If you stick a potato in the microwave without piercing its skin first, steam pressure can build up under the skin and cause the potato to detonate. That's a simple mechanism for an explosion, the researchers wrote, similar to a grenade going off and shattering the device's outer shell.
But a hard-boiled egg doesn't have a skin with the high tensile strength of a potato's, and an eggshell — designed for a baby bird to peck through — isn't strong enough to contain high internal steam pressure. There is a membrane between the white of an egg and its shell that might allow pressure to build up, but that comes off when you shell an egg and shelled eggs still pop. [10 Weird and Terrifying Medical Instruments from the Past]
The researchers suggested an alternative explanation.
The yolk of an egg, they discovered with their meat thermometer, heats up much faster than the surrounding water.
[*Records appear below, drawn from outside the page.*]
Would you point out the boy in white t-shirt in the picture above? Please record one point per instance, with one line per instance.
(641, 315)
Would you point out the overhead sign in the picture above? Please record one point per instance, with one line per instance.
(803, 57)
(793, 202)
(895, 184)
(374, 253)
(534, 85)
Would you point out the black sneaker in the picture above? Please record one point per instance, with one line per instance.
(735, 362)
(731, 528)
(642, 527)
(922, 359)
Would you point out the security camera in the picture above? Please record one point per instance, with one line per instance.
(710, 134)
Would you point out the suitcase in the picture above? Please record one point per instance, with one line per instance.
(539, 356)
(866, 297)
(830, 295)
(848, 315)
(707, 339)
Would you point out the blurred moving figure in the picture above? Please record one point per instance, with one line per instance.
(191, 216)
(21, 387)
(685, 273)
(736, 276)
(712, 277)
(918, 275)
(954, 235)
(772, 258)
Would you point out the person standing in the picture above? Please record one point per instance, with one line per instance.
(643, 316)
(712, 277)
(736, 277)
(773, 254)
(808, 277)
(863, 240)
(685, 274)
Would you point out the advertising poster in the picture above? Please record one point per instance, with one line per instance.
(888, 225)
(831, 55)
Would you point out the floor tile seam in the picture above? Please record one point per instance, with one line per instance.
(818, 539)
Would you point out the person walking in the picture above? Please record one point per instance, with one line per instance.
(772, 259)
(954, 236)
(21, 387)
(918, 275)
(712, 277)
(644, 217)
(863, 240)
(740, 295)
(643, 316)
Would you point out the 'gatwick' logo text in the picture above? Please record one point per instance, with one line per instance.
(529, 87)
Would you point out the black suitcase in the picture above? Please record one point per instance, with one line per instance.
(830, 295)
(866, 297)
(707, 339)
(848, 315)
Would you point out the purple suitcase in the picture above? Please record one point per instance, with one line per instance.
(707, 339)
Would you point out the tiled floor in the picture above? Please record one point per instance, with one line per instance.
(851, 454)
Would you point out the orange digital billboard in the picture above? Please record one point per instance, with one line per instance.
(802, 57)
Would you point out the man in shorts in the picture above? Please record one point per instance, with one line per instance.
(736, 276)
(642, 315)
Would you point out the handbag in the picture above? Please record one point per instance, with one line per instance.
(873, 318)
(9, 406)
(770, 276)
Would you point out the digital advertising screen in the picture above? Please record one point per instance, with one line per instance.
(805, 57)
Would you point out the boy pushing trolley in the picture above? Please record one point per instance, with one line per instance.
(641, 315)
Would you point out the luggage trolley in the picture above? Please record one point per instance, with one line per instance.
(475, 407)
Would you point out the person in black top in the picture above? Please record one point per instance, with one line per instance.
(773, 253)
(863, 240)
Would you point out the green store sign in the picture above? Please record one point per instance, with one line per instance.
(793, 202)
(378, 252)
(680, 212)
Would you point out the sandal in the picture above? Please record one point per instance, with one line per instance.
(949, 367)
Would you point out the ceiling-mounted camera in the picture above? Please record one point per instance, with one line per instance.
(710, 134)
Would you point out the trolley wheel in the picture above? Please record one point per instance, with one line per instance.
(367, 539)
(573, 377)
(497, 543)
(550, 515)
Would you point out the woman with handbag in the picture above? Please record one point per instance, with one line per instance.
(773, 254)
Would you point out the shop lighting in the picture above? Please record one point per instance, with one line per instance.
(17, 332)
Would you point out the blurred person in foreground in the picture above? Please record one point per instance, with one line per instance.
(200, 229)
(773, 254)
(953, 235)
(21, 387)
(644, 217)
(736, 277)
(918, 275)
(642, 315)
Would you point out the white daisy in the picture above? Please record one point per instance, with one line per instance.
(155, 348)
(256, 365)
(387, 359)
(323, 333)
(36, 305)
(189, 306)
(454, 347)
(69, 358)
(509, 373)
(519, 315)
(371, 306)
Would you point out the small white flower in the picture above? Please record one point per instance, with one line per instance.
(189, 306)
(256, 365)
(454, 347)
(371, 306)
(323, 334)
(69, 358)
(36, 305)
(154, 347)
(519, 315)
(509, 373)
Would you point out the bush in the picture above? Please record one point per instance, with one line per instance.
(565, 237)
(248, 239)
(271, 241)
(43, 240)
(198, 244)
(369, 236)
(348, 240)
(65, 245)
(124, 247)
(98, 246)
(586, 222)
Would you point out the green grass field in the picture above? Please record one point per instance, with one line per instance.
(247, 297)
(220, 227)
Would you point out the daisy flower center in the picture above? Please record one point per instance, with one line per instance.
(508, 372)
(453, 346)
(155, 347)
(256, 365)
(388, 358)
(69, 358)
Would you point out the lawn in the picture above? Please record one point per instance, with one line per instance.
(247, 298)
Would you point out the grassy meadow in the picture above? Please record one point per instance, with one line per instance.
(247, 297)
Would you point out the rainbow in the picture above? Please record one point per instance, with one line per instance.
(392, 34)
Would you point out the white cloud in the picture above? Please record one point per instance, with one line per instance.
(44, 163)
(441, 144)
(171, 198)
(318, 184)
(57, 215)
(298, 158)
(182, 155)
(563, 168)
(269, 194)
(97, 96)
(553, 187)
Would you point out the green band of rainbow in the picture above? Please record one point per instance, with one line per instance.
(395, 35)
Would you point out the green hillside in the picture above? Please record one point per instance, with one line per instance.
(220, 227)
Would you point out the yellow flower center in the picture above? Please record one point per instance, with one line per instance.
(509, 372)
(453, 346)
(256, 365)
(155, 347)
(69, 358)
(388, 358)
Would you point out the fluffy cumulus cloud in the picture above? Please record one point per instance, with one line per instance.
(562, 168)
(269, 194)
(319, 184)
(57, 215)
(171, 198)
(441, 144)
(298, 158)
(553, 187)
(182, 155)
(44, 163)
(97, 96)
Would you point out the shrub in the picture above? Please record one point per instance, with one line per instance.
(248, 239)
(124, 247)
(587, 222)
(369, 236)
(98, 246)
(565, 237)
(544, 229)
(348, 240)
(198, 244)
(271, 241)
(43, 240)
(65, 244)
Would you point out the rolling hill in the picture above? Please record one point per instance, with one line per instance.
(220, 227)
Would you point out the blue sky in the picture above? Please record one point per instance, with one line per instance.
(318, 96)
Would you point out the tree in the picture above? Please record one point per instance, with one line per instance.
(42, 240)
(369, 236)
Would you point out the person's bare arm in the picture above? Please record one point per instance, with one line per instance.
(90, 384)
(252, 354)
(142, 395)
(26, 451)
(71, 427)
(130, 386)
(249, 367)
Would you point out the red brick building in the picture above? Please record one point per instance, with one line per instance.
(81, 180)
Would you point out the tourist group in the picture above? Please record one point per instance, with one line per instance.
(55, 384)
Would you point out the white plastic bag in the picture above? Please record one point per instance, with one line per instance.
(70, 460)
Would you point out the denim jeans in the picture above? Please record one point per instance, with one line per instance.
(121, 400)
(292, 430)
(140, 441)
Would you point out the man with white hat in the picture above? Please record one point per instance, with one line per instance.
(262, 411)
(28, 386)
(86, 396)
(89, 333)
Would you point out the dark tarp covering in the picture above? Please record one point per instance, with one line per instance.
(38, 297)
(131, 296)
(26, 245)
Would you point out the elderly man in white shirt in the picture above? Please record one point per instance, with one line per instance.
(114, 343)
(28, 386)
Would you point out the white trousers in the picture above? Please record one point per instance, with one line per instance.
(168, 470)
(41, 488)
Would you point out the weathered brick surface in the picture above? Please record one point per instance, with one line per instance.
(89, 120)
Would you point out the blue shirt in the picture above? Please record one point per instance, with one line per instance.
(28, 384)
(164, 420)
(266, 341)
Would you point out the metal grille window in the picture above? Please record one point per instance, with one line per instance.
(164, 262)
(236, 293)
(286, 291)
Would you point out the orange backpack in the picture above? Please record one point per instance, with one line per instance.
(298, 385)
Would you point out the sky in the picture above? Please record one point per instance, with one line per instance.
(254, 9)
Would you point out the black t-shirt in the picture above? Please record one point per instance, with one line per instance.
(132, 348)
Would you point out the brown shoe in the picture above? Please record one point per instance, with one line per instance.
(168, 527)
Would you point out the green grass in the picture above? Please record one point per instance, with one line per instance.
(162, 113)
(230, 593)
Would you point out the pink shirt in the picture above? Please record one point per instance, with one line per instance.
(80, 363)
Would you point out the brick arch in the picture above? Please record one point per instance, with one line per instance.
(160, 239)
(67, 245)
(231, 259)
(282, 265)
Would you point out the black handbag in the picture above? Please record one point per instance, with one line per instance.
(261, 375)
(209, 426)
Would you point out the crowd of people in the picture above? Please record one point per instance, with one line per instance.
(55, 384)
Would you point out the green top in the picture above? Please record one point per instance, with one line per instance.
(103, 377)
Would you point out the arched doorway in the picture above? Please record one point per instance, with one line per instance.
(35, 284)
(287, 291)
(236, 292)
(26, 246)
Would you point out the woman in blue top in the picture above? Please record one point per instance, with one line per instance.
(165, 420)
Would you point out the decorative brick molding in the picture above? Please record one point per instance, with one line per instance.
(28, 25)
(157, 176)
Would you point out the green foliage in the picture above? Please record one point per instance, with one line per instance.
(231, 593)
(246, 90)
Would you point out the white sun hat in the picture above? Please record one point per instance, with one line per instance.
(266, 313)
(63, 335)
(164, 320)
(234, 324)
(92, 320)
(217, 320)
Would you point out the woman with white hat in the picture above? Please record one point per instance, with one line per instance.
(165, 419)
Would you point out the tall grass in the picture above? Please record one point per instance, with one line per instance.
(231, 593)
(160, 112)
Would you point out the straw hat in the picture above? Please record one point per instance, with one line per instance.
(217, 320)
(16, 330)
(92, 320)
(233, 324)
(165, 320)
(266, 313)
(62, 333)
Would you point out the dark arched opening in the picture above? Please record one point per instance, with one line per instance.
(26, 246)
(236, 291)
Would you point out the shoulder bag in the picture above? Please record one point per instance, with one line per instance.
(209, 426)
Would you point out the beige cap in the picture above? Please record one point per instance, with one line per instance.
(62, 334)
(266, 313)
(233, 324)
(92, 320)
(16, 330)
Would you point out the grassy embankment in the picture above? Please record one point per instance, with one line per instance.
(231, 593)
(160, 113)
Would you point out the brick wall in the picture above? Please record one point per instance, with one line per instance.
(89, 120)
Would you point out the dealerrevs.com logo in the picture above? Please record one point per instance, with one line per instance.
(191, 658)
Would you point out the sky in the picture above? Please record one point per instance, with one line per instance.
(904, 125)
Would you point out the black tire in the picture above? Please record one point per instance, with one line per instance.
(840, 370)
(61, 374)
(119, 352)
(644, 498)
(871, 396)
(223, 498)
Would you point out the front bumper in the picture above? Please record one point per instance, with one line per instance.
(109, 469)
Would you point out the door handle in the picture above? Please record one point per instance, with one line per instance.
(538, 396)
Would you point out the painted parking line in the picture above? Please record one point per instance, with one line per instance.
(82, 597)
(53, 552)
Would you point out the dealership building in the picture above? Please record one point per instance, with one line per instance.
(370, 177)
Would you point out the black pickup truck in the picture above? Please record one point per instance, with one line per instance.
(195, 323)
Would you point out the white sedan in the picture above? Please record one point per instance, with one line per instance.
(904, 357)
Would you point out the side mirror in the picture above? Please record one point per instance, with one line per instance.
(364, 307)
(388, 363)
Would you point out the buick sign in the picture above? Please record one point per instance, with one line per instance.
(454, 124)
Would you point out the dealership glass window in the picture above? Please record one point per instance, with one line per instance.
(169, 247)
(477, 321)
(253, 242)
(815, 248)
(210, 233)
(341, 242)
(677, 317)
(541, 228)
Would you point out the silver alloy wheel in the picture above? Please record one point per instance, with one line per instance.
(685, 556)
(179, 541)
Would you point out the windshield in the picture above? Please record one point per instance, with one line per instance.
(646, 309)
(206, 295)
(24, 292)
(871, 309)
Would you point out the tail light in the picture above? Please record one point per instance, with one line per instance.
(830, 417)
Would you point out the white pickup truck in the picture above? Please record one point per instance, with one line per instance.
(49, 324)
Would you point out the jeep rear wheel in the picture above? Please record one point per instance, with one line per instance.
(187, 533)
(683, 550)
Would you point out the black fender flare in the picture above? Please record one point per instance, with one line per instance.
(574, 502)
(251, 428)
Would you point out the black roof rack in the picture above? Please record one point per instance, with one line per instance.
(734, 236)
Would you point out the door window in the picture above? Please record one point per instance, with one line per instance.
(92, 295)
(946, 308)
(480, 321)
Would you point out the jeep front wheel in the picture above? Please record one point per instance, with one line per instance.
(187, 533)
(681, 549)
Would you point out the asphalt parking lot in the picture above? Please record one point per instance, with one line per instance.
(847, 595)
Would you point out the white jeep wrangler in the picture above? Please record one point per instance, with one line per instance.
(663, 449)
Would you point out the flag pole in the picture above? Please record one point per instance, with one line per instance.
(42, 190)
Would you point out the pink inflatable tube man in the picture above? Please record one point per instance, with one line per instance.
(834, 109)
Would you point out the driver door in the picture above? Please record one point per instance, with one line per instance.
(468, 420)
Perhaps, they reasoned, tiny pockets of water are getting trapped inside the proteins and getting superheated.
At normal air pressure, those pockets would have room to expand and turn into steam. But inside an egg, pressure from surrounding, hardening proteins might be forcing the pockets to remain liquid even as their temperatures climb.
But disturb one of those pockets, let it expand, and the water molecules would rush to fill the void — expanding, disrupting the surrounding tissue, and allowing any other pockets to flash through a phase change at the same time. The resulting collective bubble-bursting would tear the egg to bits, flinging the pieces far and wide in a way that might resemble a more typical explosion under pressure.
"To an observer, the egg appears to have exploded," the researchers wrote in the paper, but, "it is probably more accurate to describe the phenomenon as a rapid boiling of superheated water."